The four putative Vk sequences were added to our existing 
NZW IgBLAST database, which was then used to assign germline 
Vk usage (Figure 3). Contrary to the sharp germline restriction 
seen in the VH gene repertoire, Vk gene usage is very diverse, 
with the top germline gene segment used at — 1 0—20% and 30 Vk 
germlines utilized at least > 1 % (of total unique Vk sequences) 
across the three rabbits. Jk germline usage, on the other hand, is 
mostly restricted to the IGKJ1_2 gene (~90%) and to a very small 
extent IGKJ1_1 and IGKJ2_2. 

Characterization of the CDRH3 and CDRL3 in the rabbit 
IgG repertoire as compared to other species 

In addition to the rabbit NGS data set, we also analyzed human 
[42], mouse [18], and chicken NGS data sets to compare and 
contrast repertoire characteristics across species.

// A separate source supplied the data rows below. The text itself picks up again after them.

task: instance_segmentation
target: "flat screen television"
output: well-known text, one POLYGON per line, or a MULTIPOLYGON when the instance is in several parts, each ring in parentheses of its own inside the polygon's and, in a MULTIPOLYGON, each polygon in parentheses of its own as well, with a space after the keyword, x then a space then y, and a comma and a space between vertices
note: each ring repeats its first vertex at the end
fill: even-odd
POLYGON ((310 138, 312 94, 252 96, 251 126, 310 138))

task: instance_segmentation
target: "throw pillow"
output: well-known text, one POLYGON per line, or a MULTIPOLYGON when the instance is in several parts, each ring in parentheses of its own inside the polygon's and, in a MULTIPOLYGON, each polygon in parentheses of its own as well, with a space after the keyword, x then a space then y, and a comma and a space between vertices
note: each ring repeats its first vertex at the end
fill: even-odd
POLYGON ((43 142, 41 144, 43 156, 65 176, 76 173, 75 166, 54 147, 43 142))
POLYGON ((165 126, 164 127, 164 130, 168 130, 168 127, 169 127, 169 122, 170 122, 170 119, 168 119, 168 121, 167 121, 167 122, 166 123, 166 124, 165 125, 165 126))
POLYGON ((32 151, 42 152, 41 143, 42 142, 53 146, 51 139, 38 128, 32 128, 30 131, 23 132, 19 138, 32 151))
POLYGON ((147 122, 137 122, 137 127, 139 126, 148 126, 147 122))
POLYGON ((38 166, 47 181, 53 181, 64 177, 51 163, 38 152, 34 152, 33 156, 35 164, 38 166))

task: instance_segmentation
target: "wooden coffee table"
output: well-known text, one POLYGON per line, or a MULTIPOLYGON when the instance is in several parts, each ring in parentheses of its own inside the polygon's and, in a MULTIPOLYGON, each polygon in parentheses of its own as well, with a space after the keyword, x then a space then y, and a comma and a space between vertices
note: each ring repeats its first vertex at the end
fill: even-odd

For the chicken, 
we obtained 320,468 high quality VH sequence reads (231,165 
unique VH amino acid sequences) from the splenic B cell 
repertoire of a white leghorn chicken using the Illumina MiSeq 
2x250 NGS platform. A comparison of the CDRH3 length 
distribution is shown in Figure 4. Rabbit IgG CDRH3 lengths are 
intermediate (mean = 14.8±3.6 aa, mode = 13 aa) relative to 
mice (mean =11.1 ±2.0 aa, mode =10 aa), humans (mean 
= 15.3±4.0 aa, mode = 15 aa), and chickens (mean = 17.9±2.8 
aa, mode =16 aa). The length distribution of the CDRH3 for all 
unique IgG sequences was similar across all three rabbits (Figure 
S3). For CDRL3, mice and humans both exhibit very little 
junctional diversity and are severely restricted in length, with the 
vast majority of CDRL3s for both species being 9± 1 amino acids 
(Figure 4); However, the rabbit exhibits significant junctional 
diversity in the CDRL3, with a wide distribution of CDRL3 
lengths (range: 5aa-16aa) and a much greater mean length, equal 
to 12±1.6 aa. 

The amino acid composition of the rabbit Ig CDRH3 is 
dominated by tyrosine (Y), glycine (G), and aspartate (D) which 
together represent half (49%) of the amino acid usage in the 
CDRH3 loop (Figure 4), while the top five amino acids used 
(GYDAS) represent a full two-thirds (66%) of the amino acid 
usage. In that regard, the overall amino acid utilization in the 
rabbit is highly similar to the other species, consistent with earlier 
observations [43] that the average hydrophobicity of CDRH3 — 



and, hence, the center of the antigen binding site — is conserved 
across evolution to be slightly hydrophilic and enriched for glycine, 
serine and tyrosine. Nevertheless, when compared to other species, 
the CDRH3 amino acid composition in rabbits does show some 
distinct features. Human CDRH3s use glycine and tyrosine at a 
much lower frequency than that seen in rabbits. Chicken 
CDRH3s have less tyrosine (~2-fold less than rabbits) but utilize 
much higher cysteine content (~ 5- 10-fold higher than humans or 
rabbits). The higher utilization of Cys residues in the chicken 
CDRH3 repertoire has previously been shown to be important for 
stabilizing (by disulfide bonds) the longer CDRH3 loops seen in 
chickens [44]. The amino acid utilization of the rabbit CDRL3 is 
also shown in Figure 4 for comparative purposes. 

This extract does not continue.